The groups in each section performed their one-act play for the class, who then voted on the section’s top group in an “American Idol” type of selection process. Each section’s top group then moved onto the six-team final.

After watching the six finalists’ performances, a panel of judges awarded the top prize to the team Too Hot to Handle, from the PHLT 305 course Epidemiology in Public Health. The play created by Kenzie Almaraz ’26, Kirby Crow ’27, Bianca Gonzalez ’26, Leilani Leon-Guerrero ‘26, Mylee Nottingham ’26, Sarah Olmos ’26, Zoie Partlow ’26, Gentry Rogers ’26 and Marc Zapata ’27 focused on the Chicago Heat Wave of 1995, which killed more than 700 people.

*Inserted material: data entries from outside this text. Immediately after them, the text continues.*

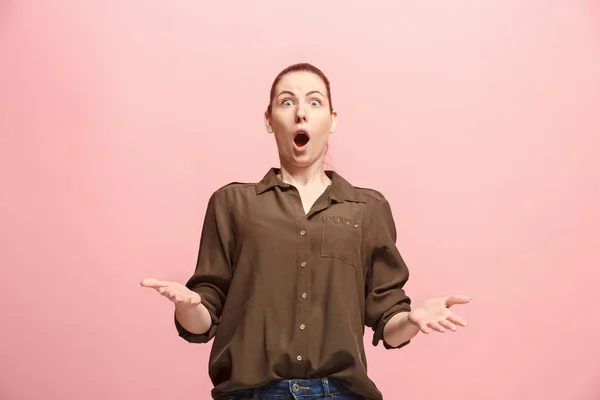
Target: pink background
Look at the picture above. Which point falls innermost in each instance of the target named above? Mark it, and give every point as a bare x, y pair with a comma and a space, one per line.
479, 120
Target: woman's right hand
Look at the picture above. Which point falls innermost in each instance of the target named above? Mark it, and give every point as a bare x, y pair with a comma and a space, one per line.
176, 292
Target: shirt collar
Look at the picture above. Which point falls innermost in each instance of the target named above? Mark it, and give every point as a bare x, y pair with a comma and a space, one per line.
341, 189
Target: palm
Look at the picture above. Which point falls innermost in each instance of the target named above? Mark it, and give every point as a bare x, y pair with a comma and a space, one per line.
174, 291
434, 314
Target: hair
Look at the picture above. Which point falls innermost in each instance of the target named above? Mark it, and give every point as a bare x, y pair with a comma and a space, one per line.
301, 67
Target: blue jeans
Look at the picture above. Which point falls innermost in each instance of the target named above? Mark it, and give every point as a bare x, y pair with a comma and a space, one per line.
298, 389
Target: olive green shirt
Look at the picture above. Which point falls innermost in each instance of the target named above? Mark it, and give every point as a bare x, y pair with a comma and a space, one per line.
290, 293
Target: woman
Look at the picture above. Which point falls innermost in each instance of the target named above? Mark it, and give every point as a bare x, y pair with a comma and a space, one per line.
291, 269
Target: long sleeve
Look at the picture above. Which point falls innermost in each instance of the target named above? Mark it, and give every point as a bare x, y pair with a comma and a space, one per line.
213, 272
387, 275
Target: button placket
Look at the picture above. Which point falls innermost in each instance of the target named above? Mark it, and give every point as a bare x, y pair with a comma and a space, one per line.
301, 333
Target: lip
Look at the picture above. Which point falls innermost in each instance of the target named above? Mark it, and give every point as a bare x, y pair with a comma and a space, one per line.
299, 131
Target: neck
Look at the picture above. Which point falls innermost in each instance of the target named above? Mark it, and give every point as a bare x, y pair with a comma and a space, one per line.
312, 175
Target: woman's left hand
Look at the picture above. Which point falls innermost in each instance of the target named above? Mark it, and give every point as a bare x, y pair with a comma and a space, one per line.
434, 314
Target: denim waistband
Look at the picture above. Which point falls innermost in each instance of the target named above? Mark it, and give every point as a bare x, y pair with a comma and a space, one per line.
299, 388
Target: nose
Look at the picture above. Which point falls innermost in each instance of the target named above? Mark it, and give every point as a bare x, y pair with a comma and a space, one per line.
300, 114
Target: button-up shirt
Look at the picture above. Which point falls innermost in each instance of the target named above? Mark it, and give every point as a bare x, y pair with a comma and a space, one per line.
290, 292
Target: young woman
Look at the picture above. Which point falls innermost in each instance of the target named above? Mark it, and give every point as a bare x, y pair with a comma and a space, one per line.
291, 269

Their script included three primary characters: a mother who was a health care nurse, her young daughter and a grandmother who refused to take the heat wave seriously. The Too Hot to Handle team’s script addressed many of the case’s most pressing issues, including the challenge of effectively warning the general public, the use of public cooling stations, the stress placed on the area’s medical facilities, and the heightened risk of heat stroke and death in the elderly.

Even though there was only one Quakespeare winner, every team came away with significant insights.

“This whole project was probably the most effective and weird project that I’ve ever done in my undergraduate program,” said Sims, whose 2025 Quakespeare group performed in the finals with a one-act play incorporating the Harry Potter franchise in addressing the salmonella poisoning case study. “But when it came to real-world lessons, it was the best thing you could ever do because it’s got a lot of public health applications to it as well as the most effective and entertaining presentations that interested students and helped them learn something.”